Hamburg. Wie entstehen gute Entscheidungen in Situationen, die von Unsicherheit, komplexen Abwägungen und weitreichenden Folgen geprägt sind? Mit dieser Frage setzte sich der Feldgottesdienst zum Abschluss der „Grünen Woche“ des Studierendenfachbereichs C an der Helmut-Schmidt-Universität/Universität der Bundeswehr Hamburg auseinander. Ausgangspunkt war der historische Bezug zum sogenannten „Trinity“-Test vom 16. Juli 1945, der als Beginn des Atomzeitalters gilt.

Lernen außerhalb des Hörsaals
Die Grüne Woche ist ein fester Bestandteil der Offizierausbildung. Für mehrere Tage verlassen die Studierenden den Campus und absolvieren auf einem Truppenübungsplatz praktische Ausbildungsanteile.

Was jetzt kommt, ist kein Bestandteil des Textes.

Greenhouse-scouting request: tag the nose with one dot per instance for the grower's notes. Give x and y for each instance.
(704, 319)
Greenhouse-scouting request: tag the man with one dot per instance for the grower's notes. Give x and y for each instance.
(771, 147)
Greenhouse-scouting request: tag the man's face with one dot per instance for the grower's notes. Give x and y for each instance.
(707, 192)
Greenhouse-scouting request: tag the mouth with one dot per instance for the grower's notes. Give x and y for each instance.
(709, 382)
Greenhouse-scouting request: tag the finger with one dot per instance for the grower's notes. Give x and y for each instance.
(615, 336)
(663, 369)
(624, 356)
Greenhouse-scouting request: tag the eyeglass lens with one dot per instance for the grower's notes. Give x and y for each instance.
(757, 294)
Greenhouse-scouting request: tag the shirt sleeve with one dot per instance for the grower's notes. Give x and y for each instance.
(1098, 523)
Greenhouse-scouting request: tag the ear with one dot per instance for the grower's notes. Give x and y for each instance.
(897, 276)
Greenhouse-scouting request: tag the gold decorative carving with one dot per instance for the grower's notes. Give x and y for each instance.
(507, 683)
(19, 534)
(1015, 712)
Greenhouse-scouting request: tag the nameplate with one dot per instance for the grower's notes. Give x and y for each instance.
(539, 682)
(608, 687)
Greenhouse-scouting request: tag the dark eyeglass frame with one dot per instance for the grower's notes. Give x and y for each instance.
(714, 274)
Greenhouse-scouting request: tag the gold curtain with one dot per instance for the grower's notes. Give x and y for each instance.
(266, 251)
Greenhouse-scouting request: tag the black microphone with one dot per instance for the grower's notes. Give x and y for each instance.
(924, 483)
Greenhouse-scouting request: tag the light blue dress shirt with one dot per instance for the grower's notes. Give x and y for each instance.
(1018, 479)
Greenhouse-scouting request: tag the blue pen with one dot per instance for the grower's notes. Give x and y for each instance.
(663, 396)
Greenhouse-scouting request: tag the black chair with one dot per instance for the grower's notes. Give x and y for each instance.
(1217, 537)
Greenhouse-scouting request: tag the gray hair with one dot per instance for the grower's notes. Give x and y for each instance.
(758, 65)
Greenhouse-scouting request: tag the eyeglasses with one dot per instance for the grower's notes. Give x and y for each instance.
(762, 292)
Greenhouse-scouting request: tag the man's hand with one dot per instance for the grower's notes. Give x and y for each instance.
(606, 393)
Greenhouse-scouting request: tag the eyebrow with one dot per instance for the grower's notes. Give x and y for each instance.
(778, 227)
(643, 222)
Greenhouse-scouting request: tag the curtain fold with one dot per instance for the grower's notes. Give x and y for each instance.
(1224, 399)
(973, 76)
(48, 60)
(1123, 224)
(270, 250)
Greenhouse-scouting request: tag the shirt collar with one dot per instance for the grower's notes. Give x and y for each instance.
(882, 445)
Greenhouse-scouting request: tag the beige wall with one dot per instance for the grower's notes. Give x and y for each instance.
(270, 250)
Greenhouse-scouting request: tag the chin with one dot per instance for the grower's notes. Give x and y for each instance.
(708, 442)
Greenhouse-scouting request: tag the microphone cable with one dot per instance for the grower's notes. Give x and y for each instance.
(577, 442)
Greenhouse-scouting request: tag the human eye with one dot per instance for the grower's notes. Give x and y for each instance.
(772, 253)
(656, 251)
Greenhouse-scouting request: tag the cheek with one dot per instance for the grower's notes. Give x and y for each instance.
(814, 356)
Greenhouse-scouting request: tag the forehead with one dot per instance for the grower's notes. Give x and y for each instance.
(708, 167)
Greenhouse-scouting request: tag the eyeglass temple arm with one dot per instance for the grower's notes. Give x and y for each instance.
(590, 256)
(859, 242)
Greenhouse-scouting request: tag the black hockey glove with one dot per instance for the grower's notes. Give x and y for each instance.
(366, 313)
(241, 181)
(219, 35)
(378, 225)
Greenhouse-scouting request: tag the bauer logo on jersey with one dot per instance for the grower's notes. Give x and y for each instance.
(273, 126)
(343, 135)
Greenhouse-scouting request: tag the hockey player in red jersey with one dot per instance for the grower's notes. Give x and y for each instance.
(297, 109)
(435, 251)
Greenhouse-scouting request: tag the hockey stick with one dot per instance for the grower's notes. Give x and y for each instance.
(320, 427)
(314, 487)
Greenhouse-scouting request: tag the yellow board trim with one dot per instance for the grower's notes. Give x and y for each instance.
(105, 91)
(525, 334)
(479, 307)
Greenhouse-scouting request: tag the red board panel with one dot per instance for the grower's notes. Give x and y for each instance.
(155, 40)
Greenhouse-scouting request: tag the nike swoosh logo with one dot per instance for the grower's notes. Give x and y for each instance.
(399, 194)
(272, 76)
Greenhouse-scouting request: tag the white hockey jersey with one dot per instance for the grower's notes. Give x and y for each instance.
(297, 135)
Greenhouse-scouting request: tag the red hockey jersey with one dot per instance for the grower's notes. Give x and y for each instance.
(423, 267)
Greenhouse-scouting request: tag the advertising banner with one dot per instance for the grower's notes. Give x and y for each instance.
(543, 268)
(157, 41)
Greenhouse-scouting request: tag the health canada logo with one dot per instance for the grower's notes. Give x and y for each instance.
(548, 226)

Dabei sammeln sie Erfahrungen in militärischen Abläufen, übernehmen Verantwortung in der Gruppe und erleben Anforderungen, die sie auf ihren späteren Dienst vorbereiten.
Im Studierendenfachbereich C verbinden sich diese praktischen Erfahrungen mit einem Studium der Politikwissenschaft, Betriebswirtschaftslehre und Volkswirtschaftslehre. Fragen nach Macht, Verantwortung und den Folgen von Entscheidungen begleiten die angehenden Offizierinnen und Offiziere daher sowohl in der Theorie als auch in der Praxis.
Zwischen technischer Möglichkeit und ethischer Verantwortung
Der Feldgottesdienst griff diese Erfahrungen auf und stellte sie in einen größeren gesellschaftlichen Zusammenhang. In seiner Predigt erinnerte Militärdekan Pater Peter Henrich daran, dass der Trinity-Test einerseits für die enorme menschliche Fähigkeit steht, technologische Grenzen zu überschreiten, andererseits aber auch für die Verantwortung, die mit solchen Entwicklungen verbunden ist.
„Nicht alles, was möglich ist, ist deshalb schon richtig“, betont Pater Henrich.
Verantwortung bedeute, Entscheidungen nicht allein nach Machbarkeit zu beurteilen, sondern Recht, Gewissen und Menschenwürde gemeinsam in den Blick zu nehmen.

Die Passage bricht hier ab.